Each time new demands arise for fresh molecular frameworks or faster, more reliable medicinal chemistry campaigns, the value of proven synthetic cornerstones jumps ahead. 2-Methyl-3-Bromo-6-Methoxy Pyridine may not sound as headline-grabbing as a new therapeutic, but its role in enabling those discoveries stands out where it matters most. My own years in the field, working alongside chemists pushing boundaries or grinding through routine screens, convince me that getting the fundamentals right—smart substitution, strong supplier links, clear environmental protocols—builds the groundwork for tomorrow’s progress.

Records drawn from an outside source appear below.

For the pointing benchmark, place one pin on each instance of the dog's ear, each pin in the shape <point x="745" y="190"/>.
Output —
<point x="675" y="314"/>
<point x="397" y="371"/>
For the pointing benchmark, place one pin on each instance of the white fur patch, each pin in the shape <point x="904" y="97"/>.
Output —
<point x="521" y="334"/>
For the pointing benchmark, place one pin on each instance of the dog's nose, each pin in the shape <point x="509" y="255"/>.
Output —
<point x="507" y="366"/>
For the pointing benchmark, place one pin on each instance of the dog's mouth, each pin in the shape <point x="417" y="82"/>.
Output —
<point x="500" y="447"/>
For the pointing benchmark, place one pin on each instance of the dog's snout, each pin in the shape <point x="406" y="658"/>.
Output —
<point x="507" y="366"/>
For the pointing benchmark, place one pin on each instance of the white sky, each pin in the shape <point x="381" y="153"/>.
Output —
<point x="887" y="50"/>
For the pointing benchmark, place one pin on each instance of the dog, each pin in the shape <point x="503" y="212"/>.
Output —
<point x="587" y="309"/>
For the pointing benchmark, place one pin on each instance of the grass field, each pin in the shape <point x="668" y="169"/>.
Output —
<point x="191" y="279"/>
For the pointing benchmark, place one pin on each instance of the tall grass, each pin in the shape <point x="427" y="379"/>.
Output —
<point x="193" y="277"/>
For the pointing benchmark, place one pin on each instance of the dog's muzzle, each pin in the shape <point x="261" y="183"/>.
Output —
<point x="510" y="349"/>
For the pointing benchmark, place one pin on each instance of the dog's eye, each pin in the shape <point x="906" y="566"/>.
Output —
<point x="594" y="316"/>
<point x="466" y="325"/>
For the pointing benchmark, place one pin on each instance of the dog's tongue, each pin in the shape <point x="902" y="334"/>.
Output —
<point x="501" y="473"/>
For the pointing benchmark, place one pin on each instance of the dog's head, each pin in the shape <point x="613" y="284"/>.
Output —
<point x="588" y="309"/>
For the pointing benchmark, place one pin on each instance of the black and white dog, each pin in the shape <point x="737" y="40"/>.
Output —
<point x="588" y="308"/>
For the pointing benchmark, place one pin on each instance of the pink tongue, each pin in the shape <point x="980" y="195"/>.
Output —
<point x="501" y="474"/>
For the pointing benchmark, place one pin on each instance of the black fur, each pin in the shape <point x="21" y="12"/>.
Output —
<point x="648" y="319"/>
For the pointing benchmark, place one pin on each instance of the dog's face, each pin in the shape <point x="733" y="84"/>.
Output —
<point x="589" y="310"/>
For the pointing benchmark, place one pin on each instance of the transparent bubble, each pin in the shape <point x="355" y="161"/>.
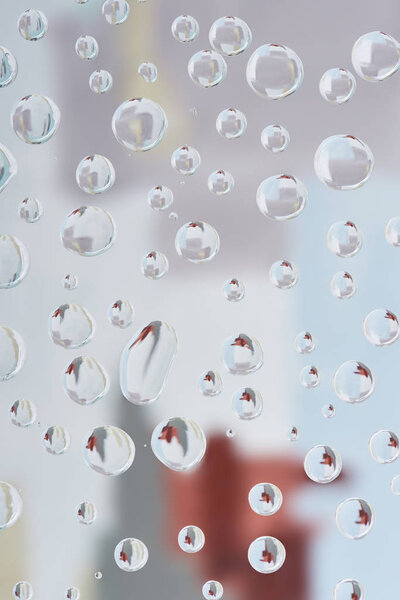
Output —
<point x="185" y="160"/>
<point x="139" y="124"/>
<point x="100" y="81"/>
<point x="30" y="210"/>
<point x="384" y="446"/>
<point x="88" y="230"/>
<point x="12" y="353"/>
<point x="354" y="518"/>
<point x="8" y="67"/>
<point x="343" y="286"/>
<point x="309" y="376"/>
<point x="185" y="28"/>
<point x="281" y="197"/>
<point x="178" y="443"/>
<point x="56" y="440"/>
<point x="197" y="242"/>
<point x="35" y="119"/>
<point x="115" y="12"/>
<point x="32" y="25"/>
<point x="14" y="261"/>
<point x="207" y="68"/>
<point x="283" y="274"/>
<point x="131" y="555"/>
<point x="85" y="380"/>
<point x="274" y="71"/>
<point x="343" y="162"/>
<point x="146" y="361"/>
<point x="231" y="123"/>
<point x="71" y="326"/>
<point x="86" y="47"/>
<point x="266" y="554"/>
<point x="210" y="383"/>
<point x="109" y="450"/>
<point x="22" y="413"/>
<point x="220" y="182"/>
<point x="381" y="327"/>
<point x="344" y="239"/>
<point x="247" y="404"/>
<point x="191" y="539"/>
<point x="242" y="354"/>
<point x="353" y="382"/>
<point x="265" y="499"/>
<point x="230" y="36"/>
<point x="322" y="464"/>
<point x="120" y="314"/>
<point x="275" y="138"/>
<point x="154" y="265"/>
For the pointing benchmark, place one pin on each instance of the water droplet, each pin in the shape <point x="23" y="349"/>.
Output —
<point x="274" y="71"/>
<point x="185" y="28"/>
<point x="207" y="68"/>
<point x="191" y="539"/>
<point x="281" y="197"/>
<point x="35" y="119"/>
<point x="85" y="380"/>
<point x="22" y="413"/>
<point x="139" y="124"/>
<point x="32" y="25"/>
<point x="178" y="443"/>
<point x="265" y="499"/>
<point x="354" y="518"/>
<point x="343" y="162"/>
<point x="353" y="382"/>
<point x="88" y="230"/>
<point x="109" y="450"/>
<point x="242" y="354"/>
<point x="266" y="554"/>
<point x="146" y="361"/>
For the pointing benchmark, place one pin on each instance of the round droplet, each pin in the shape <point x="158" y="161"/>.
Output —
<point x="185" y="28"/>
<point x="22" y="413"/>
<point x="207" y="68"/>
<point x="354" y="518"/>
<point x="85" y="380"/>
<point x="274" y="71"/>
<point x="375" y="56"/>
<point x="231" y="123"/>
<point x="322" y="464"/>
<point x="35" y="119"/>
<point x="230" y="36"/>
<point x="343" y="162"/>
<point x="266" y="554"/>
<point x="14" y="261"/>
<point x="139" y="124"/>
<point x="384" y="446"/>
<point x="56" y="440"/>
<point x="265" y="499"/>
<point x="197" y="242"/>
<point x="353" y="382"/>
<point x="344" y="239"/>
<point x="242" y="354"/>
<point x="191" y="539"/>
<point x="120" y="314"/>
<point x="154" y="265"/>
<point x="32" y="25"/>
<point x="381" y="327"/>
<point x="88" y="230"/>
<point x="281" y="197"/>
<point x="275" y="138"/>
<point x="178" y="443"/>
<point x="109" y="450"/>
<point x="71" y="326"/>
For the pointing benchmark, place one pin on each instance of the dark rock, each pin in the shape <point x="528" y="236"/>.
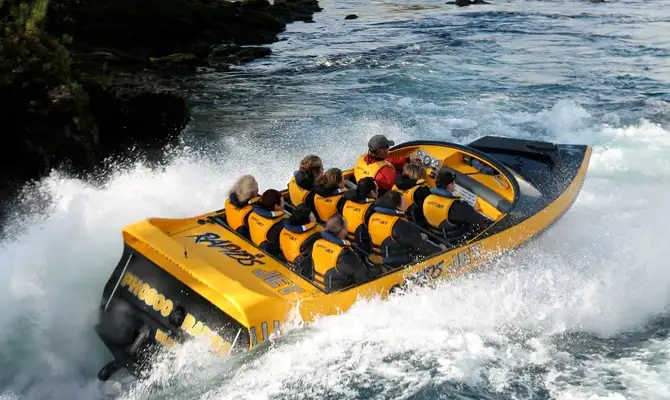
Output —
<point x="93" y="76"/>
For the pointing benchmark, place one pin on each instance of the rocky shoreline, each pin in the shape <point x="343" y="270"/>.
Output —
<point x="81" y="80"/>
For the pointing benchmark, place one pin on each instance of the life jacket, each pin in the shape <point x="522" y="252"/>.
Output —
<point x="297" y="194"/>
<point x="363" y="170"/>
<point x="325" y="206"/>
<point x="325" y="253"/>
<point x="354" y="213"/>
<point x="408" y="194"/>
<point x="236" y="213"/>
<point x="293" y="237"/>
<point x="261" y="222"/>
<point x="385" y="249"/>
<point x="436" y="208"/>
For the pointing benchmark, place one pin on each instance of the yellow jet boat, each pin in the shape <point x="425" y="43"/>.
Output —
<point x="195" y="277"/>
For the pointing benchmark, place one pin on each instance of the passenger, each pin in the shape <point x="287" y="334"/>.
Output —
<point x="296" y="239"/>
<point x="328" y="193"/>
<point x="265" y="221"/>
<point x="336" y="265"/>
<point x="357" y="208"/>
<point x="303" y="180"/>
<point x="447" y="214"/>
<point x="242" y="195"/>
<point x="412" y="185"/>
<point x="377" y="164"/>
<point x="395" y="241"/>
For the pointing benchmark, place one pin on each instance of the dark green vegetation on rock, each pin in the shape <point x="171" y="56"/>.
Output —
<point x="81" y="80"/>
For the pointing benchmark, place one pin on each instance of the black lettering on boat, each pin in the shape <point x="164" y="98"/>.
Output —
<point x="229" y="248"/>
<point x="276" y="280"/>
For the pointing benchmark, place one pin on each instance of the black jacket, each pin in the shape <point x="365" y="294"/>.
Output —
<point x="362" y="234"/>
<point x="403" y="183"/>
<point x="415" y="210"/>
<point x="307" y="182"/>
<point x="350" y="269"/>
<point x="405" y="243"/>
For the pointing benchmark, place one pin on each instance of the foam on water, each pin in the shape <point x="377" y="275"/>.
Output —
<point x="600" y="271"/>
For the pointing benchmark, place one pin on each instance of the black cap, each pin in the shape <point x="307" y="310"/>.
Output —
<point x="378" y="142"/>
<point x="444" y="177"/>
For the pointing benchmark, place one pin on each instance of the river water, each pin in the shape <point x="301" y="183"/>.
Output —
<point x="581" y="313"/>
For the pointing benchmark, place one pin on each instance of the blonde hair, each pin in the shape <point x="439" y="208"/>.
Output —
<point x="311" y="164"/>
<point x="335" y="224"/>
<point x="245" y="188"/>
<point x="331" y="179"/>
<point x="414" y="171"/>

Whether running a lean startup research group or keeping a big pharma division humming, choosing building blocks like 2-Methyl-3-Bromo-6-Methoxy Pyridine that blend flexibility, selectivity, and greener profiles creates opportunities not just to meet today’s needs, but to anticipate what tomorrow’s science will demand. Real results stem from such investments, and the difference between being ready for the next leap and scrambling to catch up sits right there in the choices we make for tools and materials. This compound, for many, has already earned its place on that essential list.